Ptorch cifar10 image classification LeNet5

Ptorch cifar10 image classification LeNet5


Here is a summary: Summary

4. Define network (LeNet5)

Handwritten font recognition model LeNet5 was born in 1994 and is one of the earliest convolutional neural networks. Through ingenious design, LeNet5 uses convolution, parameter sharing, pooling and other operations to extract features, avoiding a large amount of computing cost. Finally, it uses fully connected neural network for classification and recognition. This network is also the starting point of a large number of neural network architectures recently.

Some properties of LeNet-5:

  • If the input layer does not count the layers of the neural network, LeNet-5 is a 7-layer network. (convolution and pooling may also be regarded as a layer in some places) (the "5" in the name of LeNet-5 can also be understood as the number of layers with trainable parameters in the whole network is 5.)

  • LeNet-5 has approximately 60000 parameters.

  • As the network gets deeper and deeper, the height and width of the image are shrinking. At the same time, the number of channel s of the image has been increasing.

  • The current commonly used LeNet-5 structure is different from the structure proposed by Professor Yann LeCun in his 1998 paper, such as the use of activation function. Now, ReLU is generally used as the activation function, and softmax is generally selected for the output layer.

First of all, we still have to judge whether we can use GPU, because the speed of GPU may be about 20-50 times faster than that of CPU, especially for convolutional neural network.

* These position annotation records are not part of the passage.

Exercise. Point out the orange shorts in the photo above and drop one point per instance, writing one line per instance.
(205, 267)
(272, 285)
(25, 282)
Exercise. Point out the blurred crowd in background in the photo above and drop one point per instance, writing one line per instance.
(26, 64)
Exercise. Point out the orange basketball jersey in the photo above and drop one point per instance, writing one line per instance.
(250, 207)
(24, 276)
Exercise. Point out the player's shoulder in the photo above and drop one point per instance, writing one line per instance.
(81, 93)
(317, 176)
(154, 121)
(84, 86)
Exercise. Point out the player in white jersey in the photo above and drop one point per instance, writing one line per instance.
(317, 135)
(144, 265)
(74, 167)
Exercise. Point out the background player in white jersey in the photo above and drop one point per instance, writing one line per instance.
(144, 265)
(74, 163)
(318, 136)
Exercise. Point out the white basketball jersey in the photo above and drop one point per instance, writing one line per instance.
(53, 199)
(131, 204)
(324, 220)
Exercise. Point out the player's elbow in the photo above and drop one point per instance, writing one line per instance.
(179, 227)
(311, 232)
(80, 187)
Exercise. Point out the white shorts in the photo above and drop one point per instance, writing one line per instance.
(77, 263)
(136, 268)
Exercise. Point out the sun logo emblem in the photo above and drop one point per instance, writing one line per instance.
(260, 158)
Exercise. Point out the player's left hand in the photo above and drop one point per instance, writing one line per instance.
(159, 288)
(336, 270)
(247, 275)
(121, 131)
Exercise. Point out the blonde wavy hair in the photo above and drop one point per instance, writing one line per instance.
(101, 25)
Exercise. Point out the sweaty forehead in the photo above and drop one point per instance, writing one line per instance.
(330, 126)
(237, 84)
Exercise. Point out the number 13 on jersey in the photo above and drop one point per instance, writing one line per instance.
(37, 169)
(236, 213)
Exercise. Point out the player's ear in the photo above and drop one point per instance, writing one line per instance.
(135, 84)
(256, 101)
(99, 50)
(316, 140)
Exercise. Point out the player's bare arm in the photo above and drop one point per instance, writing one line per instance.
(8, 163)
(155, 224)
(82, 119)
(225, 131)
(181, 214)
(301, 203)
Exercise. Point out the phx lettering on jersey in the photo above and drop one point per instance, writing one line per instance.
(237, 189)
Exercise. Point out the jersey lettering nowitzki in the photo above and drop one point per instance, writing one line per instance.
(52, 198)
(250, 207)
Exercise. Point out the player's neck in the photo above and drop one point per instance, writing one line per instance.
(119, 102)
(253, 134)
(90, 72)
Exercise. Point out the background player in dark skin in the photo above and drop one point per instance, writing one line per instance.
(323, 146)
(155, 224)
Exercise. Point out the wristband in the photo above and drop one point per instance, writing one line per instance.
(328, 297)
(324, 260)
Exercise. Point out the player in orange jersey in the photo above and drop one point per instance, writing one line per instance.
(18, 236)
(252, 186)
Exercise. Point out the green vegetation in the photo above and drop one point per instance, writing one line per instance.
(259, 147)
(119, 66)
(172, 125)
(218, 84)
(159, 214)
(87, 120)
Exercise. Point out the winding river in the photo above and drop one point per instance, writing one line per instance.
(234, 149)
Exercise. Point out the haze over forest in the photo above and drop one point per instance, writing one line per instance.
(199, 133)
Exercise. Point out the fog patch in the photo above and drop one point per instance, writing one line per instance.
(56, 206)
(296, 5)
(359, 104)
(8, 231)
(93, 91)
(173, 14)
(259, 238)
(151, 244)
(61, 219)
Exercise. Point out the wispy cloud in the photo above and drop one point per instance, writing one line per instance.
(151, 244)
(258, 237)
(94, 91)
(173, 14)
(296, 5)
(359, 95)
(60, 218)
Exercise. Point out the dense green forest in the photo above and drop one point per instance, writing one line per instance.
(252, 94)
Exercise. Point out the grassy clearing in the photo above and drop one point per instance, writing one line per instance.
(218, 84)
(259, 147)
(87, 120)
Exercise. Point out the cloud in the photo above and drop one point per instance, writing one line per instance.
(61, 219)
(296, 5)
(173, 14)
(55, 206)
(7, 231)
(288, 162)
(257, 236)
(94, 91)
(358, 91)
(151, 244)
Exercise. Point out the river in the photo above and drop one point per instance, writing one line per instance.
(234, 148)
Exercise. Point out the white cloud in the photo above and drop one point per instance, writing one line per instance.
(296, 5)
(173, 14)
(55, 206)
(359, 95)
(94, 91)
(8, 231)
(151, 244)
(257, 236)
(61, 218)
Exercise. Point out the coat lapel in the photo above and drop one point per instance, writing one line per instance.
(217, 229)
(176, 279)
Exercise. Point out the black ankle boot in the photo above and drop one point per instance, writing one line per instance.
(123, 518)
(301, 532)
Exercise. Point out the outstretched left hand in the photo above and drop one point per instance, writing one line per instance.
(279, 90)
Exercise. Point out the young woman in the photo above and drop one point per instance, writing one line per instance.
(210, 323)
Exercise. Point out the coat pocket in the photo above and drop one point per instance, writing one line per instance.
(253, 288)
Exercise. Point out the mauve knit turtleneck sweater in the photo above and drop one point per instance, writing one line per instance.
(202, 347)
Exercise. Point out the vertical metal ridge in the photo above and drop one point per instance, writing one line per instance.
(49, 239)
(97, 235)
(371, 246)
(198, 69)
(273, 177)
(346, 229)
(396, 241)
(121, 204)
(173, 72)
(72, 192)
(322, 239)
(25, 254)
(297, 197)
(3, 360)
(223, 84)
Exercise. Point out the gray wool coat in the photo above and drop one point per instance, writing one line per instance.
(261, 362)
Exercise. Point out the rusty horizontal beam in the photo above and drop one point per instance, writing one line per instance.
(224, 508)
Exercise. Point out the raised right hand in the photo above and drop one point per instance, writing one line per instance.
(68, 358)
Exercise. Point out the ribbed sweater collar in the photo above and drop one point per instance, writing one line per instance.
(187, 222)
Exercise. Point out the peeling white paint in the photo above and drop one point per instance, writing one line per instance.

device = 'cuda' if torch.cuda.is_available() else 'cpu'
#Define network
class LeNet5(nn.Module):# nn.Module is the base class of all neural networks. Any neural network defined by ourselves should inherit NN Module
    def __init__(self):
        super(LeNet5,self).__init__()
        self.conv1 = nn.Sequential(
            # Convolution layer 1, 3-channel input, 6 convolution kernels, kernel size 5 * 5
            # After this layer, the image size becomes 32-5 + 1, 28 * 28
            nn.Conv2d(in_channels=3,out_channels=6,kernel_size=5,stride=1, padding=0),
            #Activation function
            nn.ReLU(),
            # After 2 * 2 maximum pooling, the image becomes 14 * 14
            nn.MaxPool2d(kernel_size=2,stride=2,padding=0),
        )
        self.conv2 = nn.Sequential(
            # Convolution layer 2, 6 input channels, 16 convolution kernels, kernel size 5 * 5
            # After this layer, the image becomes 14-5 + 1, 10 * 10
            nn.Conv2d(in_channels=6,out_channels=16,kernel_size=5,stride=1, padding=0),
            nn.ReLU(),
            # After 2 * 2 maximum pooling, the image becomes 5 * 5
            nn.MaxPool2d(kernel_size=2,stride=2,padding=0),
        )
        self.fc = nn.Sequential(
            # Then there are three full connection layers
            nn.Linear(16*5*5,120),
            nn.ReLU(),
            nn.Linear(120,84),
            nn.ReLU(),
            nn.Linear(84,10),
        )
        
        # Define the forward propagation process, and enter
    def forward(self,x):
        x = self.conv1(x)
        x = self.conv2(x)
        # nn. The input and output of linear () are values with one dimension, so the multi-dimensional tensor should be flattened into one dimension
            
        x = x.view(x.size()[0],-1)
        x = self.fc(x)
        return x
            
net = LeNet5().cuda()
summary(net,(3,32,32))
----------------------------------------------------------------
     Layer (type)               Output Shape         Param #
================================================================
         Conv2d-1            [-1, 6, 28, 28]             456
           ReLU-2            [-1, 6, 28, 28]               0
      MaxPool2d-3            [-1, 6, 14, 14]               0
         Conv2d-4           [-1, 16, 10, 10]           2,416
           ReLU-5           [-1, 16, 10, 10]               0
      MaxPool2d-6             [-1, 16, 5, 5]               0
         Linear-7                  [-1, 120]          48,120
           ReLU-8                  [-1, 120]               0
         Linear-9                   [-1, 84]          10,164
          ReLU-10                   [-1, 84]               0
        Linear-11                   [-1, 10]             850
================================================================
Total params: 62,006
Trainable params: 62,006
Non-trainable params: 0
----------------------------------------------------------------
Input size (MB): 0.01
Forward/backward pass size (MB): 0.11
Params size (MB): 0.24
Estimated Total Size (MB): 0.36
----------------------------------------------------------------

Firstly, from our summary, we can see that the parameters of the model we defined are about 62 thousand. We input the tensor of (batch, 3, 32, 32), and here we can also see the change of our image output size after each layer. Finally, we output 10 parameters, and then we can get the probability of each category through the softmax function.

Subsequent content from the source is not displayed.